8 Getting user input from an Entry object After you’ve drawn the Entry object, you MUST give the user time to actually type in the box Use win.getMouse() Then you use the getText() method to actually get what the user typed user_input = input_box.getText() Returns a string just like the input function – Use a typecast if you need a number type temperature = float(in_box.getText())

9 Graphical input in a nutshell 1.Display a prompt for the user (using Text) 2.Create an Entry object with settings as desired 3.Draw that object 4.win.getMouse() # to give user time to type 5.user_input = Entry object.getText() And modify user_input as needed for type desired

10 More about mouse clicks We’ve used win.getMouse() to wait for a click, to pause the program’s execution. Wouldn’t it be nice to know where the user clicked? – We don’t even need a new method to do that! – getMouse actually returns a Point object clickpos = win.getMouse() – You can use this variable as a Point, anywhere a Point would work, like clickpos.draw(win) Or Line(clickpos, Point(0,0)) – You can get the x and y coordinates of the point they clicked on click_x = clickpos.getX() click_y = clickpos.getY() When we called getMouse before, for a pause, we were just throwing this Point object away. – To wait for a click and get its location: pt = win.getMouse() – To just wait for a click: win.getMouse()

11 Aliasing You must be careful when using the assignment operator (=) with shapes. eye = Circle (Point(200, 250), 50) eye.draw(win) eye2 = eye eye2.move(100, 0) – This moves the FIRST circle! What happened? – There is really only one circle here, with two different names. They have the same identity: – print(id(eye)) → 4147736844 – print(id(eye2)) → 4147736844 – We say that eye2 is an alias for eye. – You can check for aliasing with the is operator: print(eye is eye2) → True This is NOT the same as asking if they are equal More detail on that later with relational operators.

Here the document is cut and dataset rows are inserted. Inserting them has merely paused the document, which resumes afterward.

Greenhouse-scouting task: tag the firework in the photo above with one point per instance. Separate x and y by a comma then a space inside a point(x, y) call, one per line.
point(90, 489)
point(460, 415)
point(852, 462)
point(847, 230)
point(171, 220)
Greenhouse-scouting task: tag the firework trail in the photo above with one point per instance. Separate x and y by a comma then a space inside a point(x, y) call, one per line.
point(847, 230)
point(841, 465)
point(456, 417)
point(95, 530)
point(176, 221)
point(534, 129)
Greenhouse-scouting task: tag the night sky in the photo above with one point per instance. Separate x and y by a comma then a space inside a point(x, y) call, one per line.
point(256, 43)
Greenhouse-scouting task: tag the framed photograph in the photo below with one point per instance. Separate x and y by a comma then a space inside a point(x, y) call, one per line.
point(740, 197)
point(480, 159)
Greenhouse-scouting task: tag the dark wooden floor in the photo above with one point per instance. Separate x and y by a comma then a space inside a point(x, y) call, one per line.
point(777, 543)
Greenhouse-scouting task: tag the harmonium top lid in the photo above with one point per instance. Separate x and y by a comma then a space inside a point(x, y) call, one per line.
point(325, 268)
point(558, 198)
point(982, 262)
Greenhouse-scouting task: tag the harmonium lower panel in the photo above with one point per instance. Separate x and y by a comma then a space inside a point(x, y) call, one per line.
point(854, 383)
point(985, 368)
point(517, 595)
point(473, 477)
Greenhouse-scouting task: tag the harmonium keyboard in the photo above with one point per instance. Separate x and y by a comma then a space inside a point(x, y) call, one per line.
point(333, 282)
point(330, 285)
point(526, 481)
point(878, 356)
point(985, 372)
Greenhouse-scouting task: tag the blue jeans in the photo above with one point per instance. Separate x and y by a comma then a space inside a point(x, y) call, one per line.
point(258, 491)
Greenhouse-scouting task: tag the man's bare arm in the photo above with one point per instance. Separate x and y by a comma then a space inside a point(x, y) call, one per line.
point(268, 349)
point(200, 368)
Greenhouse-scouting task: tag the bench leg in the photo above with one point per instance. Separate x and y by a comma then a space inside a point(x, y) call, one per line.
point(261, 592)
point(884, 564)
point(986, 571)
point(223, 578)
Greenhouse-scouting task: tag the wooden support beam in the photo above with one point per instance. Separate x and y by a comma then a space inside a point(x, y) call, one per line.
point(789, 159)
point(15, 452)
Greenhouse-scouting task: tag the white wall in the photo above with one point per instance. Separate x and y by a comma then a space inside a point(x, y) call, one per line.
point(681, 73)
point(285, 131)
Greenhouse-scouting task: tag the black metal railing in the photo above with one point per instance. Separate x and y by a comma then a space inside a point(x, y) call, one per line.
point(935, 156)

12 Preventing aliasing Aliasing happens because the assignment operator (=) does NOT create NEW objects. To avoid aliasing, either: – Call the constructor every time you want to make a new object. eye2 = Circle(Point(200, 250), 50) print(id(eye2)) → 4147339756 – Or clone the object (for graphics shapes only) eye2 = eye.clone() print(id(eye2)) → 4148132104 – alias-fixed.py

13 Preventing aliasing Aliasing isn’t a problem for integers, strings, etc. – These objects are immutable. The number 42 never changes. Immutable object can still be aliased, but since they can’t be modified, the aliasing doesn’t cause problems. – More on this in chapter 8 about lists.